The music is the sort that drunk people would sing at a bar–with lyrics that are alternately clever and strange.    All of the music is good–the standouts are Don’t Quit While You’re Ahead, Moonfall, and No Good Can Come from Bad.   Even though this show is a comedy, many of the numbers are surprisingly touching.   The only thing about the soundtrack is that it plays the songs from all the endings, which gets quite repetative, since the music for them is generally repeated, in fact some lines are as well.  This wouldn’t hurt the show though, as only one of these songs would have been performed.

Quite a rollicking little show.  However, we’ll sadly steer away from such fun little trifles as this, as the rest of the decade Broadway got eaten up by that ungainly behemoth known as the mega-musical.

Tony Awards, 1985, Big River

21 Sep

big river

Well, Big River–the story of Huckleberry Finn–is…adequate.   Don’t get me wrong, Miss Chontash your seventh grade English teacher would be sure to book a field trip to get kids there if it was showing at the local amateur theatre troupe, even though it meant feeding her cats late, which Miss Chontash really doesn’t like to do.   However, I’ve listened to this soundtrack many times, and each time it’s failed to make any impression.

The soundtrack certainly is suitable–the production team got a non-broadway country star, Roger Miller, to write the music for this one, and I can see the occasional wink and grin of his Okie honky-tonk humor, and he’s certainly not trying to have any real show stoppers–he wasn’t the sort to try to write those in the first place.  The whole sound is a strange mix of laid-back and broadway overachieving–I think most of these tunes would sound much better with one person performing them rather than a whole cast.

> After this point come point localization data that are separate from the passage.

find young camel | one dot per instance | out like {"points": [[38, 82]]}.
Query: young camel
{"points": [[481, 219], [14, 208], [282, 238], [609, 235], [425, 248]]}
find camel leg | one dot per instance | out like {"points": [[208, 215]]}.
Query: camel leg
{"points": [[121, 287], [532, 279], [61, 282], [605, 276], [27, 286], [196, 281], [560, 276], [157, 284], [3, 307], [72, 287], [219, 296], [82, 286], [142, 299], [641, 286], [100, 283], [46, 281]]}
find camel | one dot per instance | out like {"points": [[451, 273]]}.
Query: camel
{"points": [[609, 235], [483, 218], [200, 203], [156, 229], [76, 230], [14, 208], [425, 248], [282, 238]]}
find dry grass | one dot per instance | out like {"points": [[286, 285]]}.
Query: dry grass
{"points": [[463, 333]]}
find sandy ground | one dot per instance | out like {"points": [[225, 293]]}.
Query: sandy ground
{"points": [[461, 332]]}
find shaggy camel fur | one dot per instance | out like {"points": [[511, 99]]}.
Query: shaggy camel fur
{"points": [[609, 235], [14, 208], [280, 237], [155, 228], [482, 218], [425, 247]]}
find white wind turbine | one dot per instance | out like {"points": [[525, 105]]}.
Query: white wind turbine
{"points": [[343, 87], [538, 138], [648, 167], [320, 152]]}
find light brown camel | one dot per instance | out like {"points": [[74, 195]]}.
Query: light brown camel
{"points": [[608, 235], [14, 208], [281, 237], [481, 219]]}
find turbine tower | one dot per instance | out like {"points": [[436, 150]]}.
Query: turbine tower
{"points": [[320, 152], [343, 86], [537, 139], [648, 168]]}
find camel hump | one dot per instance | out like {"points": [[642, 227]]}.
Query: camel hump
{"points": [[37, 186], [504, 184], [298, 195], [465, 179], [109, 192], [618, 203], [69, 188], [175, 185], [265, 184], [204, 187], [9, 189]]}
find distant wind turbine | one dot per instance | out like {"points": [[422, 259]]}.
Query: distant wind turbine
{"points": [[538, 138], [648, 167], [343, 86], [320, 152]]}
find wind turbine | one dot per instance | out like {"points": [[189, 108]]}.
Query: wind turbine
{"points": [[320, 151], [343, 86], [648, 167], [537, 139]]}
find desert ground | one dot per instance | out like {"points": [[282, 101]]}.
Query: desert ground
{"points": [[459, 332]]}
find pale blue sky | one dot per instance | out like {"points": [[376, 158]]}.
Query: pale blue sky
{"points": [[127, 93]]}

The other thing I noticed is that in Huckleberry Finn, there’s a fine line to have your actor walk in playing him.   Huck is supposed to be pre-adolescent, so he’s not really all that interested in girls yet, but he’s also supposed to be old enough to have a certain understanding of things going around him.  He can’t be a brat, he can’t be a goody-two-shoes–he’s got to be young enough to understandably get himself in some scrapes that those with more experience would avoid, but old enough to not be completely defenseless.

And this show–it pretty readily homogenizes the whole story–this isn’t the Huck we find in Mark Twain’s books, but a Disney-esque version of Huck, that loveable scamp who always gets in crazy adventures.

I guess there isn’t a worse way to spend an evening, but considering how expensive Broadway is, I’d opt for something with a little more to it.

Oh and Hello John Goodman!   It’s such a surprise to find him in here pre-Roseanne.    I don’t know if I imagined he was created by Roseanne out of spare parts or what, but there he is, on Broadway.  Who woulda thunk?